In the HPET_STATUS handling, the use of __clear_bit(i, &new_val) is the only
thing causing it to be spilled to the stack. Furthemore we only care about
the bottom 3 bits, so rewrite it to be a plain for loop.
For the {start,stop}_timer variables, these are spilled to the stack despite
the __{set,clear}_bit() calls. Again we only care about the bottom 3 bits, so
shrink the variables from long to int.

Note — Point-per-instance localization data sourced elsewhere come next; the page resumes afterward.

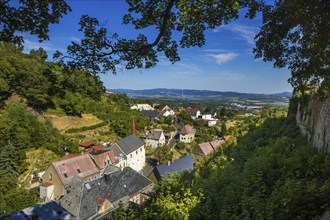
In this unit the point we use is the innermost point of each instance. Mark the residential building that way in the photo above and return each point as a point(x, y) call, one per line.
point(193, 112)
point(141, 107)
point(187, 134)
point(98, 197)
point(165, 113)
point(131, 150)
point(211, 123)
point(87, 144)
point(155, 138)
point(206, 148)
point(150, 113)
point(185, 163)
point(87, 166)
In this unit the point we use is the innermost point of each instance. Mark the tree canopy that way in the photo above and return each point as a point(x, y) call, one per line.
point(32, 16)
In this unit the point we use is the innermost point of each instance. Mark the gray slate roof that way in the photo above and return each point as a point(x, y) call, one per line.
point(46, 210)
point(130, 144)
point(115, 187)
point(154, 135)
point(184, 163)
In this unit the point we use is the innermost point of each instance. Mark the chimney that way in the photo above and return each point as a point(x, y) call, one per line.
point(133, 127)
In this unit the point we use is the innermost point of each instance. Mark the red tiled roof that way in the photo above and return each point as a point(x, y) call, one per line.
point(68, 156)
point(46, 184)
point(187, 129)
point(206, 148)
point(191, 111)
point(111, 155)
point(96, 148)
point(87, 144)
point(99, 200)
point(81, 165)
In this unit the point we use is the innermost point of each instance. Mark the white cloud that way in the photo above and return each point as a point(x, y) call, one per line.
point(34, 45)
point(224, 57)
point(244, 32)
point(77, 39)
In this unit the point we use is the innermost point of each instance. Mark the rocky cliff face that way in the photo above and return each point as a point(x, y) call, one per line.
point(314, 122)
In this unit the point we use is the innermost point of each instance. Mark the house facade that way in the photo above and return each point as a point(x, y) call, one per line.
point(187, 134)
point(131, 149)
point(59, 174)
point(155, 139)
point(96, 198)
point(88, 166)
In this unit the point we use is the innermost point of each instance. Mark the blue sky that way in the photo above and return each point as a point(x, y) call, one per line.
point(225, 63)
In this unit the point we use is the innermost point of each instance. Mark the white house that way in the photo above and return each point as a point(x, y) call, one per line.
point(211, 123)
point(207, 117)
point(155, 139)
point(131, 148)
point(187, 134)
point(166, 113)
point(141, 107)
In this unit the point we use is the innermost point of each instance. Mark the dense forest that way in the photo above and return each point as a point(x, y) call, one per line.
point(30, 87)
point(270, 173)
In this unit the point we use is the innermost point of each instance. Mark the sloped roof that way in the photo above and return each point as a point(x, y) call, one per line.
point(206, 148)
point(130, 144)
point(154, 135)
point(87, 144)
point(149, 113)
point(96, 148)
point(102, 154)
point(67, 169)
point(191, 111)
point(68, 156)
point(113, 187)
point(187, 129)
point(184, 163)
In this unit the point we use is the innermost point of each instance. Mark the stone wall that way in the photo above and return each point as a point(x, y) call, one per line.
point(314, 122)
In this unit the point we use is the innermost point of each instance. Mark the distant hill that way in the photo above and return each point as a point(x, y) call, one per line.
point(190, 93)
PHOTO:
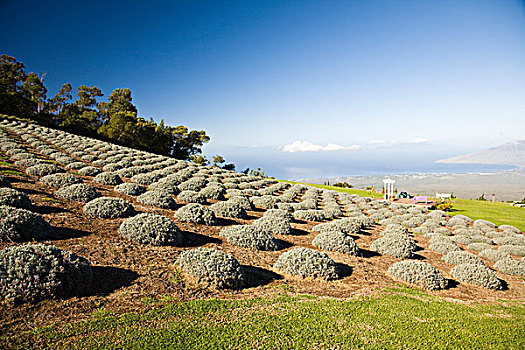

Use for_each_set_bit() rather than
opencoding it at the end which amongst other things means the loop predicate
is no longer forced to the stack by the loop body.
Signed-off-by: Andrew Cooper <andrew.cooper3@citrix.com>
---
CC: Jan Beulich <JBeulich@suse.com>
CC: Roger Pau Monné <roger.pau@citrix.com>
All in all, it's modest according to bloat-o-meter:
add/remove: 0/0 grow/shrink: 0/1 up/down: 0/-29 (-29)
Function old new delta
hpet_write 2225 2196 -29
but we have shrunk the stack frame by 8 bytes; 0x28 as opposed to 0x30 before.
---
xen/arch/x86/hvm/hpet.c | 29 ++++++++---------------------
1 file changed, 8 insertions(+), 21 deletions(-)
diff --git a/xen/arch/x86/hvm/hpet.c b/xen/arch/x86/hvm/hpet.c
index 87642575f9cd..e3981d5e467c 100644
--- a/xen/arch/x86/hvm/hpet.c
+++ b/xen/arch/x86/hvm/hpet.c
@@ -349,8 +349,7 @@ static int cf_check hpet_write(
unsigned int tn, i;
/* Acculumate a bit mask of timers whos state is changed by this write. */
- unsigned long start_timers = 0;
- unsigned long stop_timers = 0;
+ unsigned int start_timers = 0, stop_timers = 0;
#define set_stop_timer(n) (__set_bit((n), &stop_timers))
#define set_start_timer(n) (__set_bit((n), &start_timers))
#define set_restart_timer(n) (set_stop_timer(n),set_start_timer(n))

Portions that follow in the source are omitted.